All of lore.kernel.org
 help / color / mirror / Atom feed
From: KAMEZAWA Hiroyuki <kamezawa.hiroyu@jp.fujitsu.com>
To: KAMEZAWA Hiroyuki <kamezawa.hiroyu@jp.fujitsu.com>
Cc: "linux-mm@kvack.org" <linux-mm@kvack.org>,
	"linux-kernel@vger.kernel.org" <linux-kernel@vger.kernel.org>,
	"hannes@cmpxchg.org" <hannes@cmpxchg.org>,
	"nishimura@mxp.nes.nec.co.jp" <nishimura@mxp.nes.nec.co.jp>,
	"balbir@linux.vnet.ibm.com" <balbir@linux.vnet.ibm.com>
Subject: [BUGFIX][PATCH 2/4] memcg: fix charge path for THP and allow early retirement
Date: Fri, 28 Jan 2011 12:26:08 +0900	[thread overview]
Message-ID: <20110128122608.cf9be26b.kamezawa.hiroyu@jp.fujitsu.com> (raw)
In-Reply-To: <20110128122229.6a4c74a2.kamezawa.hiroyu@jp.fujitsu.com>

From: KAMEZAWA Hiroyuki <kamezawa.hiroyu@jp.fujitsu.com>

When THP is used, Hugepage size charge can happen. It's not handled
correctly in mem_cgroup_do_charge(). For example, THP can fallback
to small page allocation when HUGEPAGE allocation seems difficult
or busy, but memory cgroup doesn't understand it and continue to
try HUGEPAGE charging. And the worst thing is memory cgroup
believes 'memory reclaim succeeded' if limit - usage > PAGE_SIZE.

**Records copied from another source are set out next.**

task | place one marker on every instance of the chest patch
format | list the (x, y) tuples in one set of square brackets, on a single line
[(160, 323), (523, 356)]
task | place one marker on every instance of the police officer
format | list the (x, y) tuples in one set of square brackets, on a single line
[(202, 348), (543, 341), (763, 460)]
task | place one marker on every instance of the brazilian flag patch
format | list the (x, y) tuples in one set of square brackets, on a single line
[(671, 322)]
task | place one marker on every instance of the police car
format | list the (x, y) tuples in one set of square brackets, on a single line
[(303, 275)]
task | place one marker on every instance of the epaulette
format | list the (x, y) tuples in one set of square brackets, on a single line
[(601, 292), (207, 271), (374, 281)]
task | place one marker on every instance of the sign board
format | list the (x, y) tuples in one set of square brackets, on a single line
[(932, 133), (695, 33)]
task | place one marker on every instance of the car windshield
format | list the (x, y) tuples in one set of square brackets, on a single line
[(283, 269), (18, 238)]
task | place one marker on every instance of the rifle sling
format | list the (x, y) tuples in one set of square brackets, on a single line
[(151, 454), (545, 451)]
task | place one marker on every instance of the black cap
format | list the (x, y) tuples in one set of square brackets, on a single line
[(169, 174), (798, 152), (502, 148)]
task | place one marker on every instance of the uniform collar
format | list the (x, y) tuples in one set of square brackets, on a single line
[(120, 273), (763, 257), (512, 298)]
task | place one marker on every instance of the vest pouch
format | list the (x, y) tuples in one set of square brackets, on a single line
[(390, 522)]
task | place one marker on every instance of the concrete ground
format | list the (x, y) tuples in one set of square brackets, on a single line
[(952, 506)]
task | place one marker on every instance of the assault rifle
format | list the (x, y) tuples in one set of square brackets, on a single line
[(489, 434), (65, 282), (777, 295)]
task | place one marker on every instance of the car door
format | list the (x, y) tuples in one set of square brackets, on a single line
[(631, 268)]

By this, khugepaged etc...can goes into inifinite reclaim loop
if tasks in memcg are busy.

After this patch 
 - Hugepage allocation will fail if 1st trial of page reclaim fails.

Changelog:
 - make changes small. removed renaming codes.

Signed-off-by: KAMEZAWA Hiroyuki <kamezawa.hiroyu@jp.fujitsu.com>
---
 mm/memcontrol.c |   28 ++++++++++++++++++++++++----
 1 file changed, 24 insertions(+), 4 deletions(-)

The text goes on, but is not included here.